高校生を対象とした応募作品を実際に造形するCADコンテストは過去、類をみない。生徒を引率してきた先生からは「このようなコンテストはこれまでなかったので、とてもありがたかった」との感想も聞かれた。「考えたデザインがカタチになるのだぞ」という叱咤激励は、高校生にはとても効果があるそうだ。

今回のコンテストを終えて、長坂教授は大きな手応えを得たという。参加した高校の先生たちと触れて、教育に熱心な先生は多いと再認できたことも次回以降への励みになった。ただし、改善しなければいけない点も見つかったと語る。

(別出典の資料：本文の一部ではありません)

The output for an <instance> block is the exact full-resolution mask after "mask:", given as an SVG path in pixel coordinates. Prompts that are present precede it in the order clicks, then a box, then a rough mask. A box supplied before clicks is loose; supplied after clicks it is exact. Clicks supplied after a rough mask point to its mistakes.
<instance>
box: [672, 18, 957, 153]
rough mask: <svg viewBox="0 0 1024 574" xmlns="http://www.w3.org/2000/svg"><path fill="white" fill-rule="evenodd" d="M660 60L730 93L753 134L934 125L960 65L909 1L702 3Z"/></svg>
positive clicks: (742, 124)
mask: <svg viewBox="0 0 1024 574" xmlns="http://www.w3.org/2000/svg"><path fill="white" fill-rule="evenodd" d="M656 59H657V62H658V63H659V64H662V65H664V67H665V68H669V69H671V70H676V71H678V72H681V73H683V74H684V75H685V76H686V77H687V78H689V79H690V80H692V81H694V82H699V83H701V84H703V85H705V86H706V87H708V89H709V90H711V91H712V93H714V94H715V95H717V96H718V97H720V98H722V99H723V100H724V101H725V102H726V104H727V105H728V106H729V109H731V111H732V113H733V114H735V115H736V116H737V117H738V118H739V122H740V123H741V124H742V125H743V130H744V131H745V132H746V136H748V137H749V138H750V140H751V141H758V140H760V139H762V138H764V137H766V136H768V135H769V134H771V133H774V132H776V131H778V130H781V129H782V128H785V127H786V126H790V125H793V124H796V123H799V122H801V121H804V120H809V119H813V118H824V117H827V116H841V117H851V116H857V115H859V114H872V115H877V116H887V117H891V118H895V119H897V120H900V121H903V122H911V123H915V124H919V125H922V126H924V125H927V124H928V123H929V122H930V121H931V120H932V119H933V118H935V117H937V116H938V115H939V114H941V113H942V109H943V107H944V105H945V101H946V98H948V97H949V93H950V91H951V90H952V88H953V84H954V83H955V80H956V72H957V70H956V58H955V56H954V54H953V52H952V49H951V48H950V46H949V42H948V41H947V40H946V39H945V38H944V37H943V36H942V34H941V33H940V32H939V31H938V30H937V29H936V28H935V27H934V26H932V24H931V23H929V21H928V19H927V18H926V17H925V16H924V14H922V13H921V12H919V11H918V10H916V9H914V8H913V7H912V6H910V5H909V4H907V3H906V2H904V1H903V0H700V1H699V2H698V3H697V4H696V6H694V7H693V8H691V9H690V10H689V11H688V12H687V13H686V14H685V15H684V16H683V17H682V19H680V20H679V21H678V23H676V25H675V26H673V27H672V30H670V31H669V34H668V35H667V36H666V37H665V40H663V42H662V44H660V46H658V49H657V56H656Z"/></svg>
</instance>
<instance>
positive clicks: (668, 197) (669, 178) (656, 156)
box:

「画面上では面と面がきちんと接合しているように見えても、実際のデータ上では宙に浮いてしまっているなど、そのままのデータでは3Dプリンターで造形できない作品も多数ありました。展示作品のほとんどは研究室の学生等(SolidWorks認定試験合格者)がデータを修正して対応しています。高校生のCAD技術の底上げをしたいと感じました。一方で、3次元CADと3Dプリンターを使って造形できないものはほとんどないので、自由デザイン部門では、建築や人型ロボットなど、作品のバリエーションを増やしていけるようにしたいですね。次回は、今回以上に実用的でありながら夢のある作品が多く集まってほしいと考えています」

長坂教授は、研究室の学生等による高校への出張学習会や、大学に高校生を集めて行う3次元CAD講習会を増やすことで、高校生の3次元CADのスキルアップに貢献したいと語る。既に、来年に予定している第2回に向け、協賛企業や高校などに対して働きかけを始めたという。コンテストを成長させて「高校生の一大イベントにしたい」と語る長坂教授。その動機は、多くの人々にものづくりの楽しさを知ってほしいという思いにほかならない。